My mother and I were visiting Rome a few summers back, in August as a matter of fact. (August in Rome can actually be wonderful -- I'll post an article I wrote about the pros and cons of visiting Italy in August.) We were looking to try a new hotel and the Intercontinental Hotel de Ville was running a special summer promotion, so we stayed there.

The hotel's location can't be beat -- right next to the famous Hotel Hassler -- at the top of the Spanish Steps. The rooms were plush and luxurious. I'm happy to see that the Intercontinental is still offering summer deals. Visit before September 6th and you may pay as little as 199 euros per night! Ask for the "Luxury Escapes" rates.

Monday, August 01, 2005

Shopaholics Alert: New Outlet Center Opens in Tuscany

Valdichiana, the long-planned outlet shopping center located in Foiano, located 40 km south of Arezzo, opened on July 16th, creating another designer discount destination in Tuscany. The outlet village features 20,000 square miles of shopping in the “perfect Tuscan style,” as it was designed using architectural styles and materials that are distinctively Tuscan. In fact, this shopping village is actually organized like a small town, with a number of streets and piazzas, each with their own name. You can enter at the Porta Leopoldina on the Piazza Maggiore and stroll down the covered Via dei Portici, past such stores as Benetton, Zara, Calvin Klein, Basile, Swatch and dozens of other Italian and international designers.

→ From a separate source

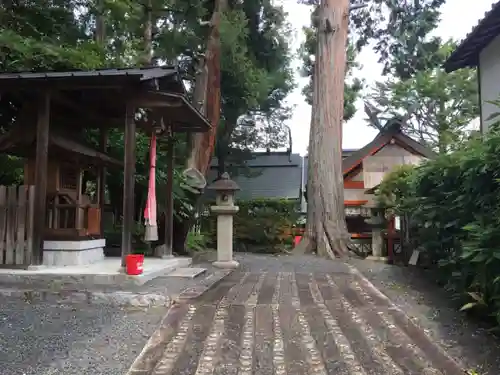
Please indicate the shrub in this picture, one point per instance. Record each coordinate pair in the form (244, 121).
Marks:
(454, 208)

To reach Valdichiana, exit the Autostrada A1 (which runs from Rome to Florence) at Valdichiana and follow the signs to Foiano. Or take the S.P. 237 (which runs from Siena to Perugia) and exit at Bettolle. The outlet village is 90 km south of Florence and 160 km north of Rome. Opening hours on Monday are from 2 p.m. to 8 p.m., and from 10 a.m. to 8 p.m., Tuesday through Sunday. For more information, e-mail info@valdichianaoutlet.it or call (39) 0575 649926. -- Cailin Birch

The Single Girl's First Trip to Italy

The Washington Post travel section launched a new feature in yesterday's edition -- "Your Vacation in Lights," a place where travel section readers share what the details of their most recent trips. Well the inaugural contributor to this feature happens to be a friend of a friend -- Kerry Jo Richards. Her report -- "A Trip to Italy is a Single Girl's Best Friend" -- is a fun read and will definitely give you ideas for your next trip to Tuscany.